I am famous for being phone-phobic – I answer it, but rarely pick it up to make calls. Consequently, the idea of telemarketing is something that sends me running for something else to do – anything else! However, the same doesn’t apply to writing sales letters; somehow I seem to have developed a talent for them. Maybe it’s my freaky systems mind-set that likes the idea of a nice structured process that takes the reader from ‘hello’ to ‘here’s how you get your hands on this’.

A good direct mail campaign has to get the reader’s attention right from the beginning and it’s one of the few promotional devices that doesn’t really have a headline. I know that some people put a headline in right under ‘Dear Joe,’ but my experience of that is that people immediately write the letter off as a sales letter. Whilst none of us are stupid and we know that a letter from someone we don’t know is probably going to try and sell us something, if you can find a way to draw people into the letter you’ve got a better chance of them reading on. Curiosity is a powerful driver!

This means that the first paragraph or – if you absolutely have to have a headline – the headline has to have something in it that reaches your reader strongly. This means that you need to know your audience very well indeed. It’s no good sending the same letter to a young married reader with two small kids as to an elderly widow. In the same way it’s no good sending the same letter to an accountant as to an electrical contractor – they have different needs, different issues and different points of pain.

So paragraph one has to draw the reader in – talk about their problems and how much pain they cause – and then tell them that there’s a solution.

If you use a conversational tone and put yourself in their shoes you’ll be talking with them, not at them. Explain why the solution is there and what it will do for them. Benefit rich copy is compelling, this means that you need to know what their challenges, needs and wants are so your solution can be presented to address all of these. In fact, if you have really powerful benefits that address their worries you can use these as bold statements in the text. This means that, even if they only read the bold bits, they’ll get your message.

Finish up with a reminder of their problem and the solution and then ask them to take action – give them a number to call, reassure them how easy the process is, create an image of a pleasant experience and sign off.
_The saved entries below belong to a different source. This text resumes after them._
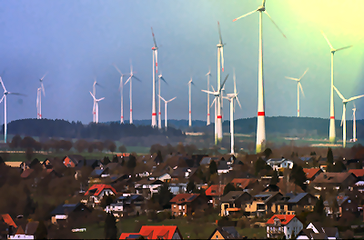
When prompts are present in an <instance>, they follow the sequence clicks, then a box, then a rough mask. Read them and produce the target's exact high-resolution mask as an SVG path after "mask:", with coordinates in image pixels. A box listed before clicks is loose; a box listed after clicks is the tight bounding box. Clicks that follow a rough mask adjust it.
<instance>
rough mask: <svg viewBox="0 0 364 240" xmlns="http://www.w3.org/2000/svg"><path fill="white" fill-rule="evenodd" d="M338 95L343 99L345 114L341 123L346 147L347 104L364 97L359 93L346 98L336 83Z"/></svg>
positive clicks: (344, 111)
mask: <svg viewBox="0 0 364 240" xmlns="http://www.w3.org/2000/svg"><path fill="white" fill-rule="evenodd" d="M333 87H334V89H335V91H336V93H337V95H339V97H340V98H341V100H342V101H343V116H342V117H341V125H342V126H343V147H346V104H347V103H348V102H351V101H353V100H355V99H358V98H362V97H364V94H363V95H359V96H355V97H351V98H349V99H346V98H344V96H343V95H342V94H341V93H340V92H339V90H338V89H337V88H336V87H335V85H333Z"/></svg>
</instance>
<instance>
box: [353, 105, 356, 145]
mask: <svg viewBox="0 0 364 240" xmlns="http://www.w3.org/2000/svg"><path fill="white" fill-rule="evenodd" d="M355 113H356V107H355V103H354V108H353V142H356V119H355Z"/></svg>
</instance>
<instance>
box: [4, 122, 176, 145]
mask: <svg viewBox="0 0 364 240" xmlns="http://www.w3.org/2000/svg"><path fill="white" fill-rule="evenodd" d="M2 129H3V128H2ZM2 132H3V130H2ZM8 134H13V135H16V134H19V135H25V136H38V137H44V138H54V137H61V138H78V139H81V138H83V139H100V140H107V139H110V140H114V141H116V140H119V139H120V138H122V137H129V136H135V137H144V136H156V135H164V136H169V137H172V136H182V135H183V133H182V131H181V130H178V129H175V128H171V127H169V128H168V129H167V130H165V129H164V128H163V129H161V130H160V129H157V128H152V127H151V126H150V125H148V126H143V125H139V126H136V125H133V124H120V123H116V122H112V123H108V124H103V123H99V124H95V123H90V124H88V125H84V124H82V123H81V122H80V121H77V122H74V121H72V122H68V121H65V120H60V119H56V120H52V119H20V120H16V121H12V122H10V123H9V124H8Z"/></svg>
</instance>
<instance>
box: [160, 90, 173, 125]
mask: <svg viewBox="0 0 364 240" xmlns="http://www.w3.org/2000/svg"><path fill="white" fill-rule="evenodd" d="M158 96H159V98H161V99H162V100H163V101H164V127H165V128H166V130H167V104H168V103H169V102H172V101H173V100H174V99H176V98H177V97H174V98H172V99H169V100H168V101H166V100H165V99H164V98H162V97H161V96H160V95H158Z"/></svg>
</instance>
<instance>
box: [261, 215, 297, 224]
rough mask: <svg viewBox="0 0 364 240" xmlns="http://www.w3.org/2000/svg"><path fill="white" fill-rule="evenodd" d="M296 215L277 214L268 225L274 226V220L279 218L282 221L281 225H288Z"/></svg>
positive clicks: (269, 220)
mask: <svg viewBox="0 0 364 240" xmlns="http://www.w3.org/2000/svg"><path fill="white" fill-rule="evenodd" d="M295 217H296V215H283V214H276V215H273V216H272V217H271V218H270V219H269V220H268V221H267V222H266V224H274V219H275V218H278V219H279V220H280V221H281V225H287V224H288V223H289V222H290V221H291V220H292V219H293V218H295Z"/></svg>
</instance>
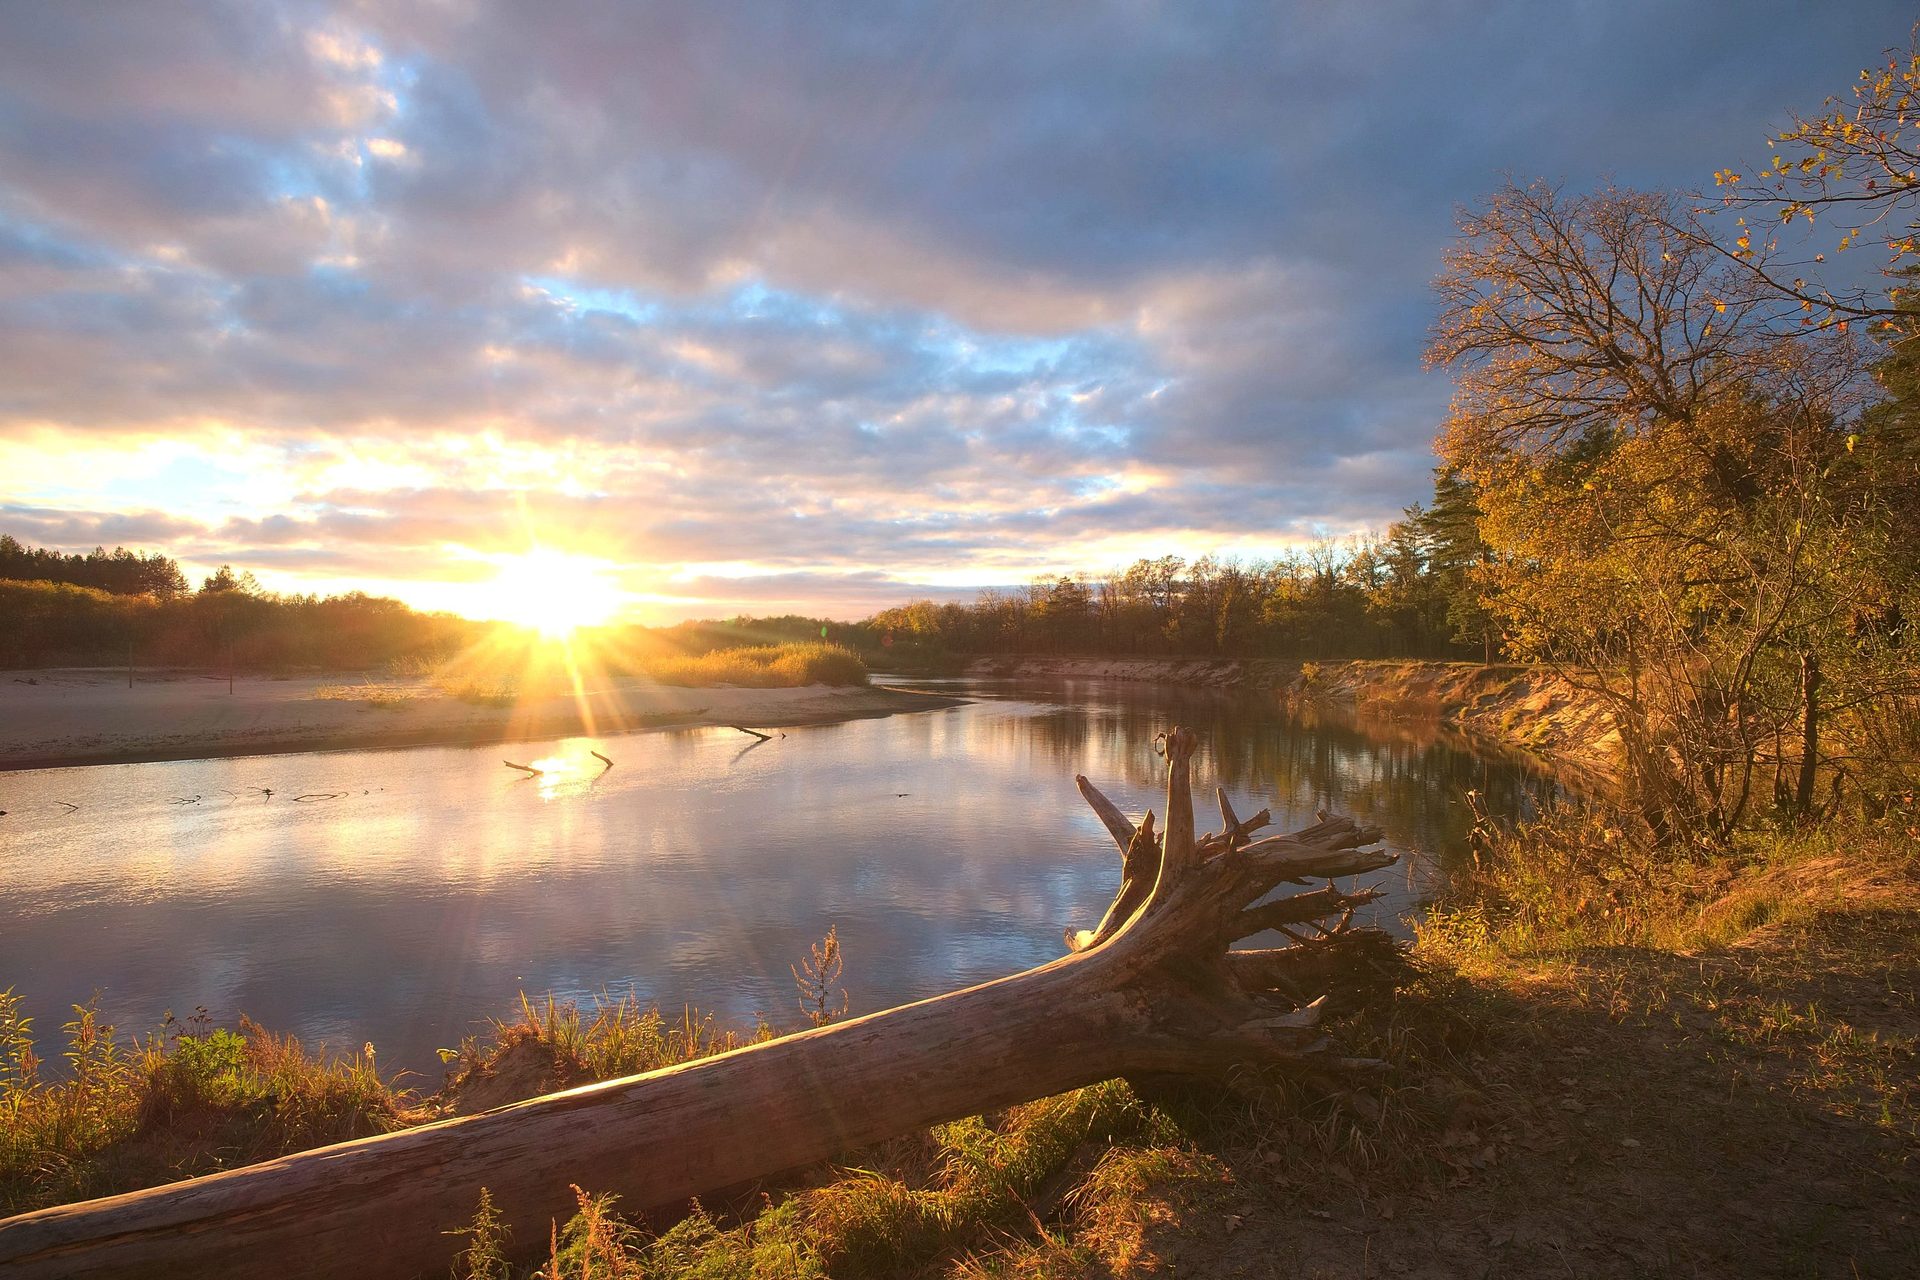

You need to do this in ONE PAGE. Yes, there are 16 page sales letters, just as there are very, very long sales pages on the web – but for most people one page is enough. Most will read page one, but only glance at page two – unless page two is a different document. This means if you have information to include don’t put it in the letter, but provide it as a professionally presented attachment. The sales letter must be good enough to get them to look at it, but at least you won’t have a long complicated letter for them to get their heads around.

Just one final thought – coloured envelopes have been proven to get opened more than plain white ones – something to consider when you’re planning your direct mail campaign!